Cecil Sapp

No. 37, 33, 32
- Positions: Fullback, running back

Personal information
- Born: December 23, 1978 (age 47) Miami, Florida, U.S.
- Listed height: 5 ft 11 in (1.80 m)
- Listed weight: 229 lb (104 kg)

Career information
- High school: Miami Palmetto (FL)
- College: Colorado State
- NFL draft: 2003: undrafted

Career history
- Denver Broncos (2003–2007); Houston Texans (2008); New York Sentinels (2009);

Awards and highlights
- 2× First-team All-Mountain West (2000, 2002);

Career NFL statistics
- Rushing yards: 220
- Rushing average: 4.3
- Rushing touchdowns: 2
- Receptions: 24
- Receiving yards: 102
- Receiving touchdowns: 1
- Stats at Pro Football Reference

= Cecil Sapp =

American football player (born 1978)

Cecil Sapp (born December 23, 1978) is an American former professional football player who was a fullback in the National Football League (NFL). He was signed by the Denver Broncos as an undrafted free agent in 2003. He played college football at Colorado State. Sapp also played for the Houston Texans and New York Sentinels.

==Early life==
Sapp played high school football at Miami Palmetto Senior High School, earning first-team all-conference and honorable mention all-state honors his senior year.

==College career==
Sapp played college football for the Colorado State Rams from 1999 to 2002. He rushed three times for 40 yards and one touchdown his freshman season in 1999. He totaled 151 rushing attempts for 841 yards and 10 touchdowns in 2000, earning first-team all-Mountain West Conference honors. Sapp also caught three passes for 47 yards and one touchdown.

He missed the 2001 season after having surgery to remove a tumor from his heel. He rushed 347 times for 1,601 yards and 17 touchdowns his senior year in 2002, garnering unanimous first-team all-Mountain West recognition.

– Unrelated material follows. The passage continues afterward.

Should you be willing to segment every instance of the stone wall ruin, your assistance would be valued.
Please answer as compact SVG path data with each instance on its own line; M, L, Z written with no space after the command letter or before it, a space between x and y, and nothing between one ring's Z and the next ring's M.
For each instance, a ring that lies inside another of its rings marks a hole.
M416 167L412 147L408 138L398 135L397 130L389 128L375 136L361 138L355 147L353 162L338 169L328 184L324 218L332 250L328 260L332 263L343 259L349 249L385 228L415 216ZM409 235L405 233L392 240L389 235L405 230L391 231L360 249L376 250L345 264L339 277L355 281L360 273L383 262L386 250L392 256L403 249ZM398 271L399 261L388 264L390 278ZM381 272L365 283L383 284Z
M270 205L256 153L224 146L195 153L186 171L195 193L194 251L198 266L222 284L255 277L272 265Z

Sapp was invited to the Senior Bowl and Hula Bowl after his senior season. He was inducted into the Colorado State University Athletics Hall of Fame in 2017.

==Professional career==
===Denver Broncos===
Sapp was signed by the Denver Broncos as an undrafted free agent on May 8, 2003. He was waived on August 31, and signed to the Broncos' practice squad on September 2. Sapp was promoted to the active roster on December 26, 2003, and played in one game for the Broncos during the 2003 season, rushing 12 times for 31 yards.

He was waived on September 5, 2004, and signed to the practice squad on September 7. He was promoted to the active roster on October 27, 2004. Sapp appeared in five games for the Broncos in 2004, totaling four carries for 32 yards, one kick return for 34 yards, one solo tackle and one assisted tackle.

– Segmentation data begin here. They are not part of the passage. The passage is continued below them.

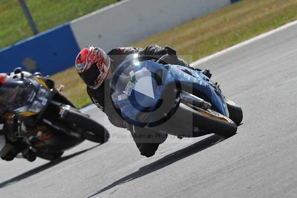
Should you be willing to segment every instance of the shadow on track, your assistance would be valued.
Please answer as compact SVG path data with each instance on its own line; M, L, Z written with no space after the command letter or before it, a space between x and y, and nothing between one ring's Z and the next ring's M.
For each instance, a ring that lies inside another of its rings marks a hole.
M138 171L114 182L108 186L101 189L99 191L89 197L88 198L90 198L99 195L104 191L112 189L116 186L130 182L135 179L137 179L157 170L163 168L178 160L207 148L226 139L226 138L222 136L213 135L193 145L190 145L188 147L168 154L156 161L140 168Z
M79 152L76 152L75 153L72 154L70 155L65 156L65 157L61 157L59 159L57 159L54 161L50 161L49 163L46 163L46 164L43 165L42 166L39 166L37 168L34 168L34 169L29 170L24 173L18 176L14 177L13 178L10 179L8 180L5 181L5 182L3 182L0 183L0 189L2 188L7 187L11 184L13 184L14 183L19 182L21 180L22 180L24 179L26 179L29 177L30 177L35 174L37 174L42 171L43 171L45 170L46 170L48 168L50 168L51 167L55 166L57 164L59 164L60 163L66 161L68 159L69 159L73 157L77 156L80 154L83 153L85 152L86 152L88 150L90 150L92 149L93 149L99 146L100 145L96 145L94 147L91 147L90 148L85 149L83 150L81 150Z

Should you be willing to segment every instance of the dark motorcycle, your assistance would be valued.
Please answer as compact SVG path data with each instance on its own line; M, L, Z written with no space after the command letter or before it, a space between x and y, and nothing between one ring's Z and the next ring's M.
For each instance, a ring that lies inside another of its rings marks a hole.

Sapp played in all 16 games for the Broncos in 2005, recording five rushing attempts for 21 yards, two receptions for 17 yards, two kick returns for 28 yards, two fumble recoveries, six solo tackles and one assisted tackle. He appeared in 11 games, including his first career start, during the 2006 season, rushing 10 times for 80 yards, catching five passes for 34 yards, returning four kicks for 95 yards and recovering one fumble while also making four solo tackles and two assisted tackles. He was placed on injured reserve on December 4, 2006.

Sapp played in 16 games, including a career-high 8 starts, for the Broncos in 2007, accumulating 18 rushing attempts for 59 yards and two touchdowns, 14 receptions for 51 yards and one touchdown, two kick returns for 30 yards and six solo tackles. He re-signed with the Broncos on March 24, 2008. He was placed on injured reserve on August 30 and released on September 4, 2008.

===Houston Texans===
Sapp signed with the Houston Texans on September 30, 2008. He appeared in 12 games for the Texans during the 2008 season, totaling two rushes for -3 yards, one kick return for seven yards and five solo tackles.

===New York Sentinels===
Sapp played in four games, starting two, for the New York Sentinels of the United Football League in 2009, rushing 15 times for 89 yards, returning one kick for 21 yards, losing one fumble and making one tackle.